Dopant-induced electron localization drives CO2 reduction to C2 hydrocarbons

The electrochemical reduction of CO 2 to multi-carbon products has attracted much attention because it provides an avenue to the synthesis of value-added carbon-based fuels and feedstocks using renewable electricity. Unfortunately, the efficiency of CO 2 conversion to C 2 products remains below that necessary for its implementation at scale. Modifying the local electronic structure of copper with positive valence sites has been predicted to boost conversion to C 2 products.
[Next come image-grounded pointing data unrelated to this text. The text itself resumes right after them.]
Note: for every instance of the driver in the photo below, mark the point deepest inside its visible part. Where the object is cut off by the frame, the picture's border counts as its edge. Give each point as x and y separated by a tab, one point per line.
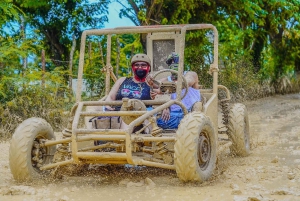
171	117
134	87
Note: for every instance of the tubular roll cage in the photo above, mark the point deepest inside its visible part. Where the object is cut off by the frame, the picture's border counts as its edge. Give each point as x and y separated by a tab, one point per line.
79	135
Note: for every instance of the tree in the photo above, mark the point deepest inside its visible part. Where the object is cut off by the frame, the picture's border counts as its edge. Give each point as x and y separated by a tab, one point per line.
58	20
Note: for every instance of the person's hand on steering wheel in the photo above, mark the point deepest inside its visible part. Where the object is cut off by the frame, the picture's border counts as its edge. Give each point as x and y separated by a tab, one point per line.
165	116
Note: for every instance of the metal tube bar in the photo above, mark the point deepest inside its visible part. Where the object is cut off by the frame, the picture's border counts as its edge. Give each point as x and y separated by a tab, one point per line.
74	136
152	139
52	165
132	30
114	113
226	90
154	164
100	131
101	103
54	142
100	137
101	155
108	55
180	69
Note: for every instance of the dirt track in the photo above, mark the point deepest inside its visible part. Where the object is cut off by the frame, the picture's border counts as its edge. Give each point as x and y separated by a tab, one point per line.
271	172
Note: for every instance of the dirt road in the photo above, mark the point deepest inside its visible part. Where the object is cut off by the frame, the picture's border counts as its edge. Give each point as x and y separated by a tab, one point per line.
271	172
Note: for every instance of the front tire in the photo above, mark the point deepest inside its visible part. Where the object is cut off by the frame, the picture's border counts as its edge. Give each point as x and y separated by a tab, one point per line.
238	130
195	148
25	153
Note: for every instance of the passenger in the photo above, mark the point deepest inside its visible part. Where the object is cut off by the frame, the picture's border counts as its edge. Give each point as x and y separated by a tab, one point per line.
171	117
190	76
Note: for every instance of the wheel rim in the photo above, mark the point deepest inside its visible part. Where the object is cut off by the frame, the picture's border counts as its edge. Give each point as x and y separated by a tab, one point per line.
204	150
38	153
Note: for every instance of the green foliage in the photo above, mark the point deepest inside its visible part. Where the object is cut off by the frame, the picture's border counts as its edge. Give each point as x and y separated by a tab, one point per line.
8	11
26	97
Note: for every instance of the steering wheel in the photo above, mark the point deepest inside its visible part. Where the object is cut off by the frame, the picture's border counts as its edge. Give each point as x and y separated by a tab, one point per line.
161	85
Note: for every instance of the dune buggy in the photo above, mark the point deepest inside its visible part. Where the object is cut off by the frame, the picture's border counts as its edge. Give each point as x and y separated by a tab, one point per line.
191	150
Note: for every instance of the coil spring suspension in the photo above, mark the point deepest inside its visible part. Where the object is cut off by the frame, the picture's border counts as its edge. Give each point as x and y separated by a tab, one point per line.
225	110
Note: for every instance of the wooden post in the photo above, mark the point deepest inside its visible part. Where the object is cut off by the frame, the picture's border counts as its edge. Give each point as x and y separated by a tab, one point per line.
90	52
118	57
71	67
101	54
43	68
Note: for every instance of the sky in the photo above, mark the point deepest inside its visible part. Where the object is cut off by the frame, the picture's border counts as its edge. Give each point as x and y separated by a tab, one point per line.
113	17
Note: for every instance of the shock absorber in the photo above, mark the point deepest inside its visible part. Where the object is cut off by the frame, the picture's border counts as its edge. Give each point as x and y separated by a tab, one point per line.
161	149
225	110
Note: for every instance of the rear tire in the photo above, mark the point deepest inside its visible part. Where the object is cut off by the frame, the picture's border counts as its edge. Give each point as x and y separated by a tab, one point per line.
195	148
25	145
238	130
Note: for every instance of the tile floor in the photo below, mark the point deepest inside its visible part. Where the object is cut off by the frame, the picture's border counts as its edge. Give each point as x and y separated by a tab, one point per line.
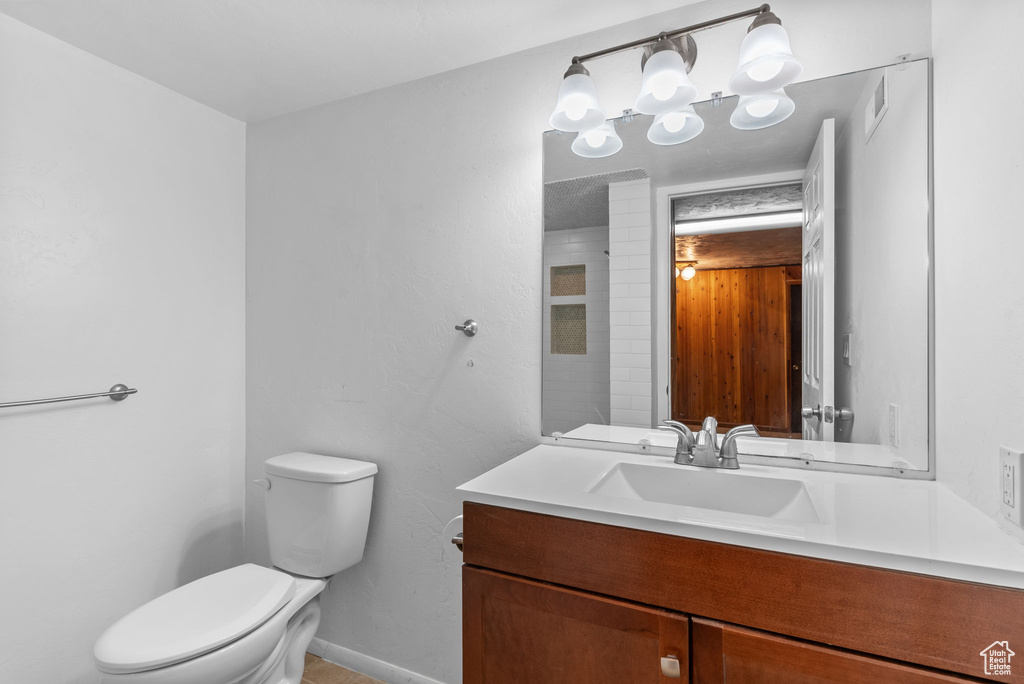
320	671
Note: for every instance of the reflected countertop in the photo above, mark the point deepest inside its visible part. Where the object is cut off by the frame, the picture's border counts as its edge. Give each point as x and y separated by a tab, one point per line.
911	525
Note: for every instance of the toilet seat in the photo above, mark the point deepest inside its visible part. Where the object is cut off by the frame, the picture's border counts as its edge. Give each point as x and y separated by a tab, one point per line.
194	620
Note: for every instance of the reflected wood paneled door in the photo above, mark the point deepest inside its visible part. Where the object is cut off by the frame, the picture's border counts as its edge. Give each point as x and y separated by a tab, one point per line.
729	654
731	348
517	632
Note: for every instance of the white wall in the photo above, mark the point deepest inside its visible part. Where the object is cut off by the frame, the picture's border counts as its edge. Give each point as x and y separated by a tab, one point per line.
882	240
121	260
376	224
978	244
576	386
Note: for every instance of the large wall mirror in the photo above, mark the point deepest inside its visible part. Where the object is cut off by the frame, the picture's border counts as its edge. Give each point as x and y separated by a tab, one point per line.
778	276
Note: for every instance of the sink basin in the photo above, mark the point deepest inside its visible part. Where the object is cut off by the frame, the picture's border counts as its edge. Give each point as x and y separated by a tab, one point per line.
714	489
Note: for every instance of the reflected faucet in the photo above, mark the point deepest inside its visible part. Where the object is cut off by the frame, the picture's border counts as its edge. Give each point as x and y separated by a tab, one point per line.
684	444
701	450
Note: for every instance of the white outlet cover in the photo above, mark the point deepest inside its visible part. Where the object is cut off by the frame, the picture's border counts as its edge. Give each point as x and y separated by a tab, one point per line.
1012	483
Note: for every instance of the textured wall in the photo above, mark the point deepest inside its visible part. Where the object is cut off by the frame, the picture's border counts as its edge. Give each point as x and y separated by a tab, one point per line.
576	386
377	223
121	260
629	302
978	243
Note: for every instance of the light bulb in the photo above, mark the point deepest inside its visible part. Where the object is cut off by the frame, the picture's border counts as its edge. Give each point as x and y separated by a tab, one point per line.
576	108
674	122
596	137
762	108
765	71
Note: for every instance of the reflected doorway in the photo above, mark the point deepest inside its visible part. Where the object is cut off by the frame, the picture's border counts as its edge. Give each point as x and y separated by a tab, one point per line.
736	329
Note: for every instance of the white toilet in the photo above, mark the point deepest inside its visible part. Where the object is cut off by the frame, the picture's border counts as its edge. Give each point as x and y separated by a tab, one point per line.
251	625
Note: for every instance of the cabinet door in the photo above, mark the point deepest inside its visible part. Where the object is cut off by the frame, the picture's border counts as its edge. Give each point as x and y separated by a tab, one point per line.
520	632
728	654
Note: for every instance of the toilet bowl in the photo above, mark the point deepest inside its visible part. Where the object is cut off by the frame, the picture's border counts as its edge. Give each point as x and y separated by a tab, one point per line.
252	625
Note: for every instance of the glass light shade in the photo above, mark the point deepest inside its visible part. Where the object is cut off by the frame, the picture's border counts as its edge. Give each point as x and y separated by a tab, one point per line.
766	61
666	86
599	141
577	109
675	127
755	112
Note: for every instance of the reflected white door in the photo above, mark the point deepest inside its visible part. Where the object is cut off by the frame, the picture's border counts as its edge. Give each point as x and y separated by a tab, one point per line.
819	288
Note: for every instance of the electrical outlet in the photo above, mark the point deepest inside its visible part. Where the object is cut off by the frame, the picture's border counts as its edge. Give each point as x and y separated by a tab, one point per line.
894	425
1012	484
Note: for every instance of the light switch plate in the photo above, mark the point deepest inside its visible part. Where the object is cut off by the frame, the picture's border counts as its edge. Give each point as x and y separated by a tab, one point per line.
1012	485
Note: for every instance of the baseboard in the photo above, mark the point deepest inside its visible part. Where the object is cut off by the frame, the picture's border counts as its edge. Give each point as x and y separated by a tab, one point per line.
366	665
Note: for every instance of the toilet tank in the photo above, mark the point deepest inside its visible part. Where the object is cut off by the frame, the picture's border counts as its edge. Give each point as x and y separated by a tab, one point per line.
317	512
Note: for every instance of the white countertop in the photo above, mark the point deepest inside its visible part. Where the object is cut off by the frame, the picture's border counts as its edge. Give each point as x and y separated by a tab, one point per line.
910	525
879	456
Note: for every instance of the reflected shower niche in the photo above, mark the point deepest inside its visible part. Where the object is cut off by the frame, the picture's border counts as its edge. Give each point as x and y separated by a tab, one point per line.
778	276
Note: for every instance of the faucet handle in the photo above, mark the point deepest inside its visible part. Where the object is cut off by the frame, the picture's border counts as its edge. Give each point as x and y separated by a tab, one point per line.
684	432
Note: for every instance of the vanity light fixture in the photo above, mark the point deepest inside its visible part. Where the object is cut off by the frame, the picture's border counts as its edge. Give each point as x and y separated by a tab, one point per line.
600	141
675	127
757	112
766	65
766	60
578	109
666	87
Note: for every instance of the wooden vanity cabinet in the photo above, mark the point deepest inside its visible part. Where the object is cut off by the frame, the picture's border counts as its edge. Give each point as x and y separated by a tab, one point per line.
549	599
518	632
730	654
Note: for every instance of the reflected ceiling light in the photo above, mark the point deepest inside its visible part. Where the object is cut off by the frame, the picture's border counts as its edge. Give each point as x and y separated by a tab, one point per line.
577	109
666	87
766	60
782	219
687	272
756	112
666	90
599	141
675	127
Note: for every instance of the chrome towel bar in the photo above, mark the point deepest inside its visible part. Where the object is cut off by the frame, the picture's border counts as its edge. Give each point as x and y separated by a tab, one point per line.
117	393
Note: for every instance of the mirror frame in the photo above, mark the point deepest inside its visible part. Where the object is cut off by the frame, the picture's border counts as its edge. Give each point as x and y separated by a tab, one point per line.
660	304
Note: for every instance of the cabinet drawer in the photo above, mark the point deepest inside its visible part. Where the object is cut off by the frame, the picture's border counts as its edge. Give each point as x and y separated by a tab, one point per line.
930	622
730	654
517	632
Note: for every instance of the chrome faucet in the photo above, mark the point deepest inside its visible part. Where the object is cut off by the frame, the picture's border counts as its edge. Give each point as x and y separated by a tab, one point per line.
701	450
727	455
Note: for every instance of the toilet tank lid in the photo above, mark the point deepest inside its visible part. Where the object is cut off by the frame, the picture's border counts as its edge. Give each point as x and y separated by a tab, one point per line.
194	620
316	468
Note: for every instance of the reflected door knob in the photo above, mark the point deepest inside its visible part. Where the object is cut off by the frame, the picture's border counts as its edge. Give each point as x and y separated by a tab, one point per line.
807	412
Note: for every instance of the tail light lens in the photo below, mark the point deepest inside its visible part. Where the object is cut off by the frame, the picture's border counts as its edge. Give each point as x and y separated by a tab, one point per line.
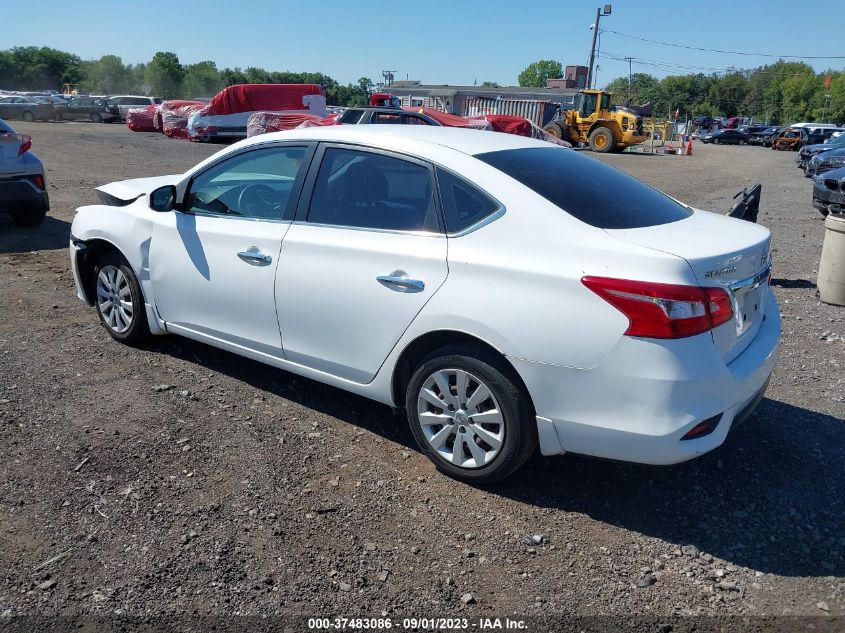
664	310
Here, we use boron to tune the ratio of Cu δ+ to Cu 0 active sites and improve both stability and C 2 -product generation. Simulations show that the ability to tune the average oxidation state of copper enables control over CO adsorption and dimerization, and makes it possible to implement a preference for the electrosynthesis of C 2 products. We report experimentally a C 2 Faradaic efficiency of 79 ± 2% on boron-doped copper catalysts and further show that boron doping leads to catalysts that are stable for in excess of ~40 hours while electrochemically reducing CO 2 to multi-carbon hydrocarbons. On copper catalysts, Cu δ+ sites play a key role in the electrochemical reduction of CO 2 to C 2 hydrocarbons, however, they are prone to being reduced (to Cu 0 ) themselves. Now, a Cu δ+ -based catalyst is reported that is stable for in excess of ~40 hours while electrochemically reducing CO 2 to multi-carbon hydrocarbons and that exhibits a Faradaic efficiency for C 2 of ~80%.